IN a pleasant farmhouse among the hills of Vermont lived Earl and Linnie Winslow. All around the house were nice shade trees, and on two sides was the large old orchard, with its bent and gnarled apple trees. Every May the trees were crowded with beautiful blossoms, and later in the summer the low white house was almost hidden in a sea of green. Then in the autumn when the apples were ripe, what fine times the children had helping to gather the fruit brown, red, and golden! What fun it was to toss the leaves about, and heap the apples up in little mountains! And then when father came along with the team, the children would help to put the apples in the baskets and bags, and finally ride away on the load to the house, where the precious fruit was stored in the cellar for the winter.

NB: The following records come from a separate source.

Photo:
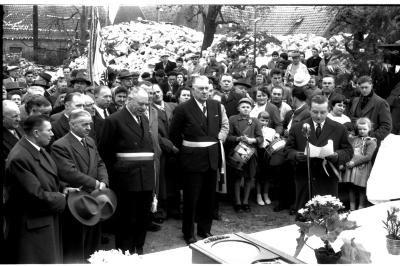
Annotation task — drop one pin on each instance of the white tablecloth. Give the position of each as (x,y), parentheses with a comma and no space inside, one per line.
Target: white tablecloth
(370,233)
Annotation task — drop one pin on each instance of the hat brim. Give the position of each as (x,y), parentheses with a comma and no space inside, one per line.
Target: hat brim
(109,207)
(72,198)
(79,79)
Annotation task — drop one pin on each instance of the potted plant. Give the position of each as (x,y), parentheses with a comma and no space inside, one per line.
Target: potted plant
(324,217)
(392,226)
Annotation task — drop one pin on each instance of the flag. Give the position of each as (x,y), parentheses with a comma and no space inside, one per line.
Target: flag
(97,65)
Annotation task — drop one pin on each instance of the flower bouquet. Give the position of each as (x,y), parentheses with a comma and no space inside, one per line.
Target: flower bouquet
(324,217)
(392,226)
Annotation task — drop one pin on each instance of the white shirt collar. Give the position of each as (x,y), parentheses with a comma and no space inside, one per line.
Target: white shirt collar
(100,111)
(34,145)
(322,124)
(201,104)
(76,136)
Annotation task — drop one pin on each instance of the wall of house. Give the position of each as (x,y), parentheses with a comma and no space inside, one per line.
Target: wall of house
(51,52)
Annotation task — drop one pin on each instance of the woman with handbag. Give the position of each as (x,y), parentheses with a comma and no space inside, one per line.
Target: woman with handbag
(244,137)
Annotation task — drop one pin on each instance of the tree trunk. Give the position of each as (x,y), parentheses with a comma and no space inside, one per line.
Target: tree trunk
(83,30)
(35,27)
(210,25)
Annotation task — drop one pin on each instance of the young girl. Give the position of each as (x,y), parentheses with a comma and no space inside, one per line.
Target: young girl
(262,182)
(244,128)
(359,168)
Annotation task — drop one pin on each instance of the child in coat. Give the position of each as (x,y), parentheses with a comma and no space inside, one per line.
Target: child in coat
(243,128)
(262,178)
(359,167)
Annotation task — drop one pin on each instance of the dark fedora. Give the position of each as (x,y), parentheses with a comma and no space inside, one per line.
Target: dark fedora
(107,201)
(84,207)
(41,83)
(10,86)
(125,73)
(242,82)
(45,76)
(81,76)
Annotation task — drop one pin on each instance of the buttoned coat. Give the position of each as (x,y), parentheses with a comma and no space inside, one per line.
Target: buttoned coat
(35,205)
(189,123)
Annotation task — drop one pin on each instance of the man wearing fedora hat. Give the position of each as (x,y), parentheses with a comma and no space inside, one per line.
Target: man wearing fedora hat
(126,147)
(14,72)
(128,79)
(165,64)
(79,165)
(81,81)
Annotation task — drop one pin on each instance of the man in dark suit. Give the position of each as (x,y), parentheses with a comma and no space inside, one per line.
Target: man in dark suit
(60,126)
(120,95)
(11,127)
(165,64)
(282,169)
(168,185)
(80,166)
(35,202)
(194,128)
(127,149)
(324,179)
(374,107)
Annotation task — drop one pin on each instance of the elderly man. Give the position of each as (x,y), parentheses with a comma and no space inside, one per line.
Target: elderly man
(374,107)
(80,82)
(36,201)
(80,166)
(102,99)
(128,79)
(60,125)
(323,175)
(195,130)
(120,95)
(127,149)
(165,64)
(35,105)
(11,129)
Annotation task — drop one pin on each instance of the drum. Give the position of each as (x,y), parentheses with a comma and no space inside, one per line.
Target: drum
(275,145)
(240,155)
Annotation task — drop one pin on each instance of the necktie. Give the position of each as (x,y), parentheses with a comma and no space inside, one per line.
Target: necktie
(15,133)
(318,130)
(205,110)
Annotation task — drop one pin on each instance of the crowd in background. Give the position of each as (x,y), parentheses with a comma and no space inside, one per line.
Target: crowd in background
(260,108)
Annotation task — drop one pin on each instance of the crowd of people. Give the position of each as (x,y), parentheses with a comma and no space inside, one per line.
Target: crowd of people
(181,137)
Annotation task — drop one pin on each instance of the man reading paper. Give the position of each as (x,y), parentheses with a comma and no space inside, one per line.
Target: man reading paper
(324,181)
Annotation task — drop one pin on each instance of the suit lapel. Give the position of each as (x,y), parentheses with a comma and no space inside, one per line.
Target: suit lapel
(78,147)
(47,163)
(131,122)
(198,114)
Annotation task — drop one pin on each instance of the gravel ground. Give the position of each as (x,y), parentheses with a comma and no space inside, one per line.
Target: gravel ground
(259,219)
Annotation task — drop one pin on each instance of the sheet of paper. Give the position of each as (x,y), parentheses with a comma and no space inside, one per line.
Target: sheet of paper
(321,152)
(268,134)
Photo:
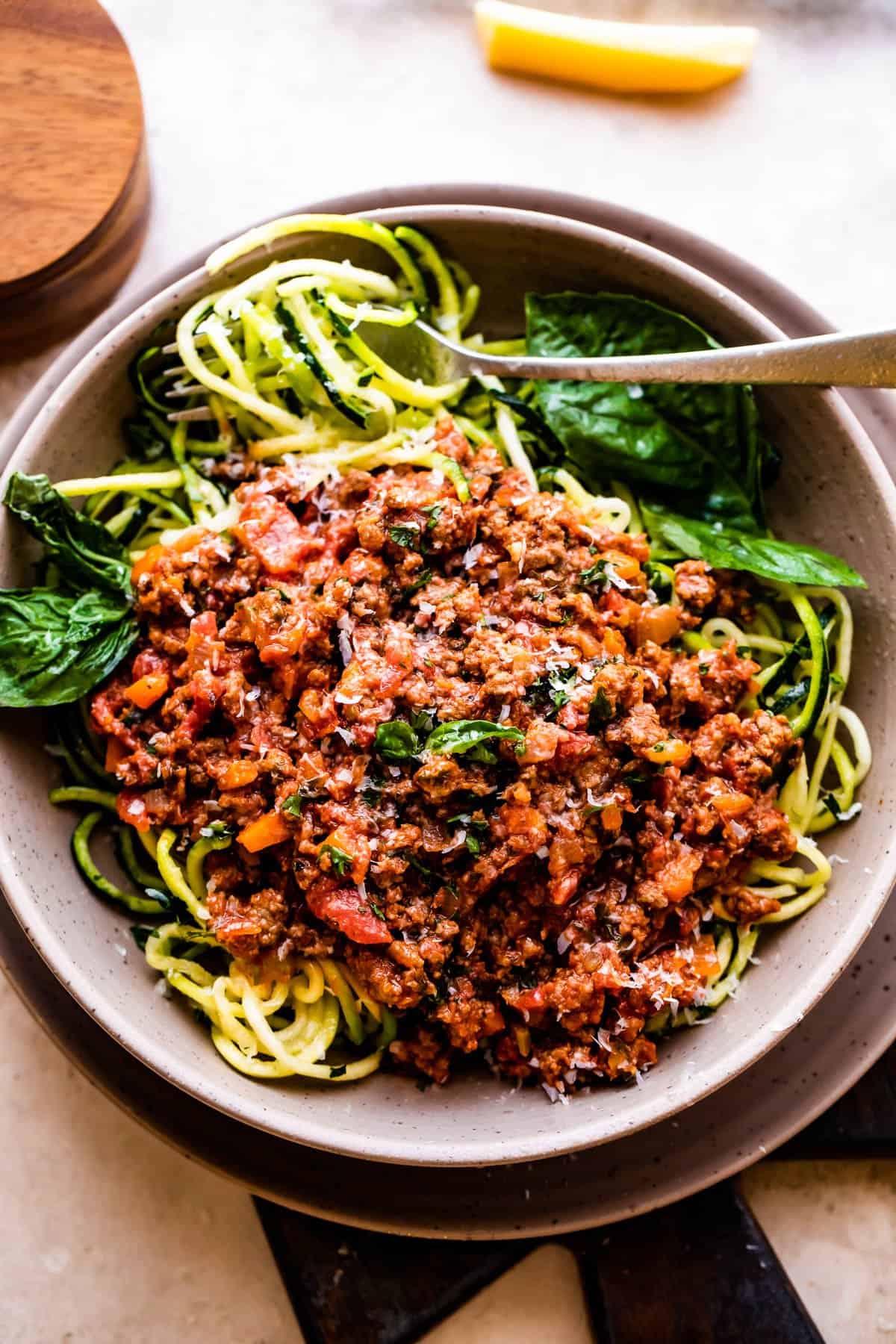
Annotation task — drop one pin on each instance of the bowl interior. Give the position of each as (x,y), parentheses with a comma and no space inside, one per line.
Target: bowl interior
(833,492)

Beyond the orchard were the meadows, where the children went to gather violets and hunt bird's nests; and still beyond were the woods, where early in the spring they went with their father to the sugar camp. Then after a few weeks they went again, to gather the "May Flowers" and "Spring Beauties" which grew there so plentifully.

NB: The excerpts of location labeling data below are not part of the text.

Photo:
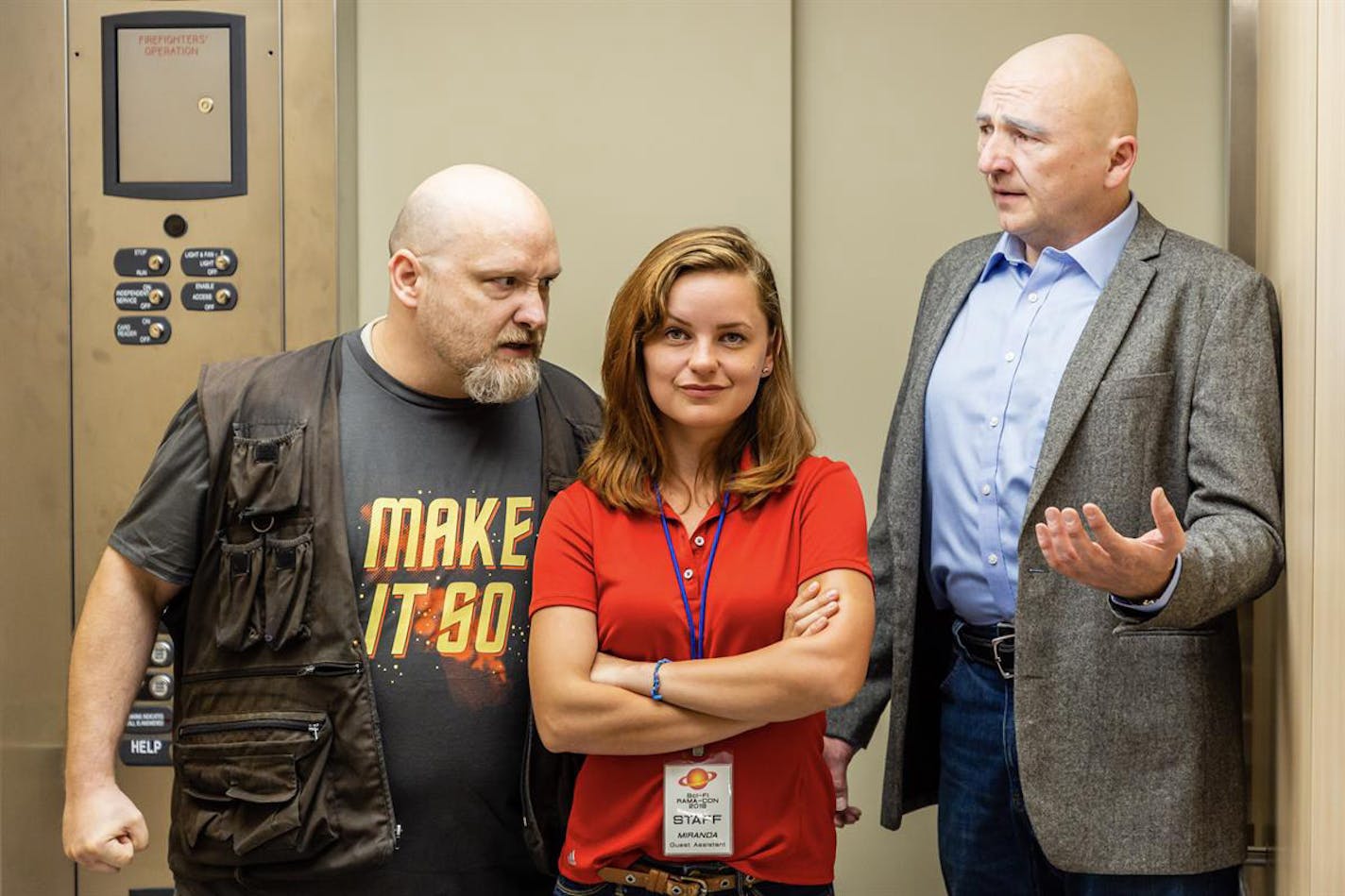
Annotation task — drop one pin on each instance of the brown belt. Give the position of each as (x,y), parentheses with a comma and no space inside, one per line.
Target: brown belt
(669,884)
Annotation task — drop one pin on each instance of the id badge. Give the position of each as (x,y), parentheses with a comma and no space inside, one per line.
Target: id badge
(698,807)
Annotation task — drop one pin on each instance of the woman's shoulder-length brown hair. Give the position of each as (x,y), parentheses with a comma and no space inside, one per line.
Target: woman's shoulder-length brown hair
(631,451)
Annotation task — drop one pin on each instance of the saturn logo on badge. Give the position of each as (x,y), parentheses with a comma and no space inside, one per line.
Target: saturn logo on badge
(697,779)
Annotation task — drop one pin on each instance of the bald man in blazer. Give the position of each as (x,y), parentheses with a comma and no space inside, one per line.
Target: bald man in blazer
(1081,486)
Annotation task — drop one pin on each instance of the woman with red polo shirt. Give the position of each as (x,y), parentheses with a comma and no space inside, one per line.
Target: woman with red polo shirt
(700,529)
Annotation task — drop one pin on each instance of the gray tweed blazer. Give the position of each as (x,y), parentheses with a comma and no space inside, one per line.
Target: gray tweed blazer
(1129,732)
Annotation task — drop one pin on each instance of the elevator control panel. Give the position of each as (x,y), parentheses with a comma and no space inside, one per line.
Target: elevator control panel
(148,736)
(175,128)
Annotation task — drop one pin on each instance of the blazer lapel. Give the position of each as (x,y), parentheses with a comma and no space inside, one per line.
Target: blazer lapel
(928,338)
(1101,335)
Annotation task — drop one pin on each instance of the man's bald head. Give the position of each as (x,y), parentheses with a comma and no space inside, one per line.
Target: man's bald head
(472,259)
(1057,140)
(464,198)
(1084,76)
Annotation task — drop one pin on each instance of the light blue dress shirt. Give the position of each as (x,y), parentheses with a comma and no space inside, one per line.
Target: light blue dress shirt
(986,409)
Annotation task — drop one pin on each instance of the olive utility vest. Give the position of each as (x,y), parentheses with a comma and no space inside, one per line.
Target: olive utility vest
(279,763)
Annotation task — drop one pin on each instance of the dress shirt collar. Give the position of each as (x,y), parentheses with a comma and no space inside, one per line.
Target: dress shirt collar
(1097,256)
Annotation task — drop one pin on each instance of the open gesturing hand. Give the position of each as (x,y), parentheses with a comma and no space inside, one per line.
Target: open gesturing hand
(1129,568)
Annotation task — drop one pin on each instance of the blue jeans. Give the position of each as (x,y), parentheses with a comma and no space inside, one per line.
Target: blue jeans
(986,845)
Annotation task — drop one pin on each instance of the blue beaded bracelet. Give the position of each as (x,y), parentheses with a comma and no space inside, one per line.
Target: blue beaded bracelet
(654,689)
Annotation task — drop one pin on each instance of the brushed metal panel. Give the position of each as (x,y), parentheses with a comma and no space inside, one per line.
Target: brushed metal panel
(123,396)
(35,446)
(126,395)
(308,76)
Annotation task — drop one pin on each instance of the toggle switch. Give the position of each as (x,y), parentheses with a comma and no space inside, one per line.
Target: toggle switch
(159,686)
(161,654)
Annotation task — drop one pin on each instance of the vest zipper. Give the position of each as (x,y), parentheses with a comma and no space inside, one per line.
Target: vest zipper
(315,730)
(327,668)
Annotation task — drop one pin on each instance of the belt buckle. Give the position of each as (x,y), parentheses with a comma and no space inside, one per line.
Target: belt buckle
(995,651)
(685,887)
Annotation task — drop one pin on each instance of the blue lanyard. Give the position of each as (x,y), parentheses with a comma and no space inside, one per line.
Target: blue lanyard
(697,634)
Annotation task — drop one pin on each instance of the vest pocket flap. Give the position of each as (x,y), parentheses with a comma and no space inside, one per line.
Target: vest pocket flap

On the east side of the house was the garden, with its fresh vegetables, nice strawberry bed, and long rows of currant and gooseberry bushes. And just beyond the garden fence was the well, with an old-fashioned stone curbing around it. The well was left open, and the water was drawn with what they called a "sweep," to which was fastened a strong bucket.

The well had been dug many years before, when the old log house had stood near it. After a while the new house was built over in the orchard, and the old log one torn away. But they could not move the well; and as the water was so clear and cool, they still came there to draw, though it was quite a way from the house.

So you see the children, Earl and Linnie, had many nice places to play.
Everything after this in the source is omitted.